I tried printing out field.value and value inside the if-let block:
if let value = field.value {
NSLog("field.value: \(field.value), value: \(value)")
}
And this is what I get:
field.value: Optional(nil), value: nil
So I thought that maybe with optionals, it's one thing to be uninitialized and another to have the value of nil. But even adding another if inside the if-let won't make the compiler happy:
if let value = field.value {
if value == nil { // Cannot invoke '==' with an argument list of type '(Any, NilLiteralConvertible)'
}
}
How do I get around this? I just want to check if the field.value is nil.
I believe this is because Any? allows any value and Optional.None is being interpreted as just another value, since Optional is an enum!
AnyObject? should be unable to do this since it only can contain Optional.Some([any class object]), which does not allow for the case Optional.Some(Optional) with the value Optional.None.
This is deeply confusing to even talk about. The point is: try AnyObject? instead of Any? and see if that works.
More to the point, one of Matt's comment mentions that the reason he wants to use Any is for a selection that could be either a field for text input or a field intended to select a Core Data object.
The Swifty thing to do in this case is to use an enum with associated values, basically the same thing as a tagged/discriminated union. Here's how to declare, assign and use such an enum:
enum DataSelection {
case CoreDataObject(NSManagedObject)
case StringField(String)
}
var selection : DataSelection?
selection = .CoreDataObject(someManagedObject)

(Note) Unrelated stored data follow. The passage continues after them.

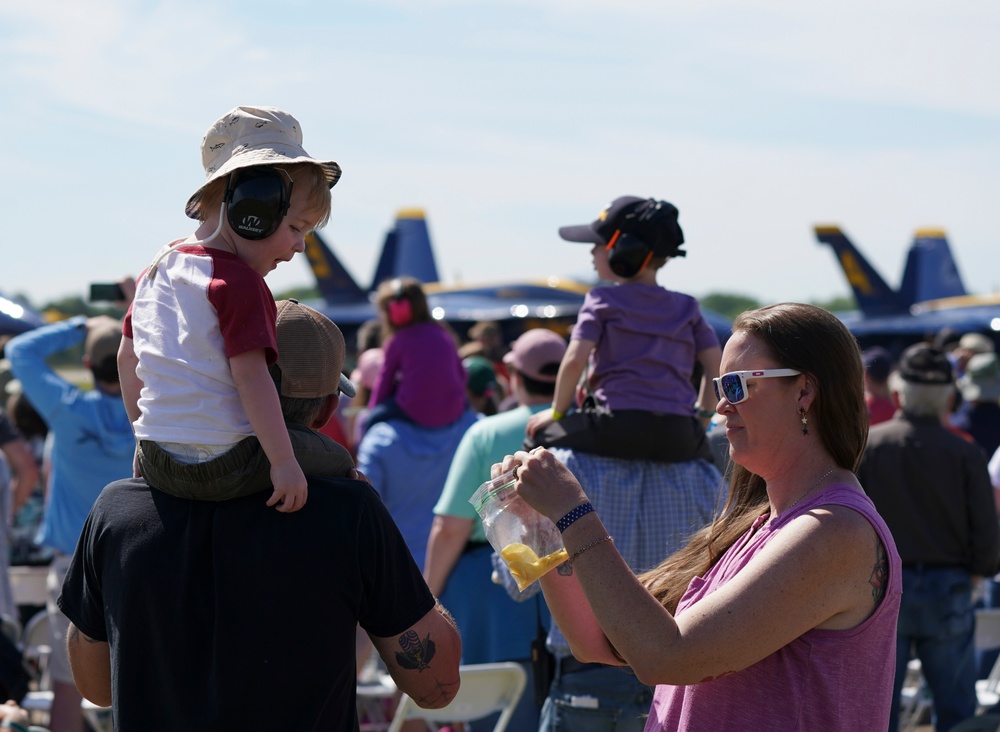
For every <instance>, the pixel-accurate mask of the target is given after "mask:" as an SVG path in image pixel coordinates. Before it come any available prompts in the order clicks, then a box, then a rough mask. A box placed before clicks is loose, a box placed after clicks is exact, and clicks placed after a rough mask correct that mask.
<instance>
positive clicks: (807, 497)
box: [493, 303, 901, 732]
mask: <svg viewBox="0 0 1000 732" xmlns="http://www.w3.org/2000/svg"><path fill="white" fill-rule="evenodd" d="M722 371H723V374H722V376H720V377H719V378H718V379H716V388H717V389H718V391H719V399H720V401H719V405H718V412H719V413H720V414H721V415H723V416H724V417H725V418H726V434H727V436H728V437H729V441H730V455H731V457H732V459H733V462H734V463H735V469H734V472H733V475H732V479H731V484H730V490H729V497H728V500H727V503H726V506H725V508H724V509H723V511H722V513H721V515H720V516H719V517H718V518H717V519H716V520H715V521H714V522H713V523H712V524H711V525H710V526H708V527H706V528H704V529H703V530H701V531H700V532H698V533H697V534H695V535H694V536H693V537H692V538H691V540H690V543H689V544H688V545H687V546H686V547H685V548H684V549H682V550H680V551H679V552H677V553H676V554H674V555H673V556H671V557H669V558H667V559H666V560H665V561H664V562H663V563H662V564H661V565H660V566H659V567H656V568H655V569H652V570H651V571H649V572H647V573H645V574H644V575H642V576H640V577H638V578H637V577H635V576H634V575H633V574H632V573H631V572H630V571H629V568H628V565H627V564H626V563H625V561H624V560H623V559H622V557H621V555H619V553H618V552H617V551H616V550H615V547H614V540H613V538H612V537H610V536H609V535H608V534H607V532H606V531H605V529H604V526H603V524H602V522H601V519H600V517H599V516H598V515H597V514H596V512H594V511H593V510H592V508H590V504H589V502H588V501H587V497H586V495H584V493H583V491H582V489H581V488H580V486H579V483H578V482H577V481H576V479H575V478H574V477H573V476H572V474H570V473H569V471H568V470H566V468H565V467H564V466H563V465H562V464H561V463H559V462H558V461H557V460H556V459H555V458H554V457H553V456H552V455H551V453H548V452H547V451H545V450H542V449H539V450H536V451H534V452H532V453H525V452H519V453H517V454H516V455H514V456H508V457H507V458H505V459H504V462H503V463H502V464H498V465H495V466H494V467H493V471H494V473H495V474H499V473H500V472H501V471H503V470H509V469H511V468H513V467H515V466H518V475H519V482H518V492H519V493H520V494H521V496H522V497H523V498H524V499H525V500H526V501H527V502H528V503H529V504H531V505H532V506H533V507H534V508H535V509H536V510H538V511H539V512H541V513H542V514H544V515H546V516H548V517H549V518H551V519H552V520H553V521H554V522H556V523H557V525H558V526H559V527H560V529H561V530H562V531H563V541H564V543H565V546H566V549H567V551H568V552H569V561H568V562H567V564H565V565H564V566H563V567H561V568H560V571H559V572H550V573H549V574H547V575H545V576H544V577H543V578H542V580H541V583H542V589H543V591H544V593H545V598H546V600H547V601H548V603H549V607H550V608H551V610H552V613H553V616H554V618H555V619H556V620H557V622H558V623H559V626H560V628H561V629H562V630H563V632H564V633H565V635H566V636H567V638H568V639H569V640H570V643H571V646H572V648H573V652H574V655H575V656H576V657H577V658H578V659H579V660H581V661H596V662H601V663H606V664H611V665H619V666H631V668H632V670H633V672H634V673H635V674H636V675H637V676H638V677H639V678H640V679H641V680H642V681H643V682H644V683H647V684H650V685H656V694H655V697H654V701H653V705H652V708H651V709H650V716H649V719H648V722H647V724H646V730H647V731H650V730H655V731H660V730H707V729H760V730H817V729H822V730H845V732H846V731H847V730H858V729H870V730H878V729H886V727H887V725H888V720H889V705H890V699H891V696H892V685H893V674H894V668H893V663H894V658H895V642H896V616H897V613H898V609H899V599H900V592H901V590H900V572H901V568H900V562H899V556H898V554H897V553H896V548H895V545H894V544H893V541H892V536H891V535H890V533H889V530H888V529H887V528H886V525H885V523H884V522H883V521H882V519H881V517H880V516H879V515H878V513H877V512H876V511H875V508H874V506H873V505H872V503H871V501H870V500H869V499H868V497H867V496H866V495H865V494H864V491H863V490H862V488H861V486H860V484H859V483H858V481H857V479H856V477H855V476H854V470H855V469H856V467H857V465H858V461H859V460H860V458H861V454H862V451H863V449H864V445H865V440H866V438H867V433H868V423H867V418H866V413H865V403H864V395H863V380H862V366H861V359H860V353H859V350H858V346H857V343H856V342H855V340H854V338H853V336H851V334H850V333H849V332H848V331H847V329H846V328H845V327H844V326H843V325H842V324H841V323H840V321H839V320H837V319H836V318H835V317H833V316H832V315H830V314H829V313H828V312H826V311H824V310H821V309H820V308H816V307H813V306H810V305H800V304H787V303H786V304H781V305H773V306H770V307H766V308H761V309H759V310H754V311H748V312H746V313H743V314H742V315H740V316H739V317H737V319H736V320H735V322H734V323H733V336H732V337H731V338H730V339H729V341H728V343H727V344H726V346H725V349H724V351H723V358H722Z"/></svg>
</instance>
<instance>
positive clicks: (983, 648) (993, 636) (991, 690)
mask: <svg viewBox="0 0 1000 732" xmlns="http://www.w3.org/2000/svg"><path fill="white" fill-rule="evenodd" d="M994 648H1000V608H982V609H979V610H976V650H977V651H989V650H992V649H994ZM976 698H977V699H978V701H979V711H980V712H982V711H984V710H986V709H989V708H990V707H992V706H995V705H996V704H997V703H1000V658H998V659H997V661H996V663H994V664H993V668H992V669H990V673H989V676H987V677H986V678H985V679H980V680H978V681H977V682H976Z"/></svg>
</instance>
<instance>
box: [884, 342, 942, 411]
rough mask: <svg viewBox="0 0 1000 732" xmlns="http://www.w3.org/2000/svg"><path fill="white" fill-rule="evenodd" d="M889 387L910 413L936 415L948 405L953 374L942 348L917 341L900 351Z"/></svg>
mask: <svg viewBox="0 0 1000 732" xmlns="http://www.w3.org/2000/svg"><path fill="white" fill-rule="evenodd" d="M889 386H890V388H891V389H892V391H893V392H895V393H896V395H897V398H898V399H899V406H900V407H902V409H903V410H904V411H905V412H907V413H908V414H910V415H911V416H914V417H940V416H941V415H943V414H945V413H947V412H948V411H949V409H950V407H951V403H952V400H953V398H954V394H955V374H954V371H953V370H952V367H951V361H949V360H948V356H947V354H945V352H944V351H942V350H941V349H940V348H935V347H934V346H928V345H927V344H924V343H917V344H915V345H912V346H910V347H909V348H907V349H906V350H905V351H903V355H902V356H900V358H899V363H898V364H897V366H896V370H895V371H894V372H893V373H892V374H891V375H890V377H889Z"/></svg>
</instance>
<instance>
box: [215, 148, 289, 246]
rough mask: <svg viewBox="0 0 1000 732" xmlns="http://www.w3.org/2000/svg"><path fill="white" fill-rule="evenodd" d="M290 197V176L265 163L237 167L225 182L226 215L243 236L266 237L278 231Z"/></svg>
mask: <svg viewBox="0 0 1000 732" xmlns="http://www.w3.org/2000/svg"><path fill="white" fill-rule="evenodd" d="M291 198H292V179H291V177H290V176H289V175H288V173H287V172H285V171H284V170H281V169H279V168H271V167H267V166H265V167H253V168H243V169H240V170H236V171H234V172H233V173H230V174H229V179H228V181H227V182H226V194H225V205H226V218H227V219H228V220H229V225H230V226H231V227H233V231H235V232H236V233H237V234H238V235H239V236H241V237H243V238H244V239H250V240H251V241H257V240H260V239H266V238H267V237H269V236H271V234H273V233H274V232H275V231H277V230H278V226H279V225H280V224H281V220H282V219H283V218H285V214H286V213H288V204H289V203H290V202H291Z"/></svg>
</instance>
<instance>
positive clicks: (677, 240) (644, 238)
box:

if let sel = selection { // if there's a selection at all
switch sel {
case .CoreDataObject(let coreDataObj):
// do what you will with coreDataObj
case .StringField(let string):
// do what you will with string
}
}
Using an enum like this, there's no need to worry about which things could be hiding inside that Any?. There are two cases and they are documented. And of course, the selection variable can be an optional without any worries.
There's a tip to replace my Any? type with an enum but I couldn't get this error out of my head. Changing my approach doesn't change the fact that something is wrong with my current one and I had to figure out how I arrived at an Optional(nil) output.
I was able to reproduce the error by writing the following view controller in a new single-view project. Notice the init signature.
import UIKit
class Field {
var name: String = "Name"
var value: Any?
init(_ name: String, _ value: Any) {
self.name = name
self.value = value
}
}
class AppState {
var currentValue: Field?
}
class ViewController: UIViewController {
override func viewDidLoad() {
super.viewDidLoad()
let f = Field("Amount", AppState().currentValue)
NSLog("\(f.value)")
}
}
In short, I was passing a nil value (AppState().currentValue) to an initializer that accepts Any, and assigns it to a property whose type is Any?. The funny thing here is if I directly passed nil instead, the compiler will complain:
let f = Field("Amount", nil) // Type 'Any' does not conform to protocol 'NilLiteralConvertible'
It seems that somewhere along the way, Swift wraps the nil value of AppState().currentValue in an optional, hence Optional(nil).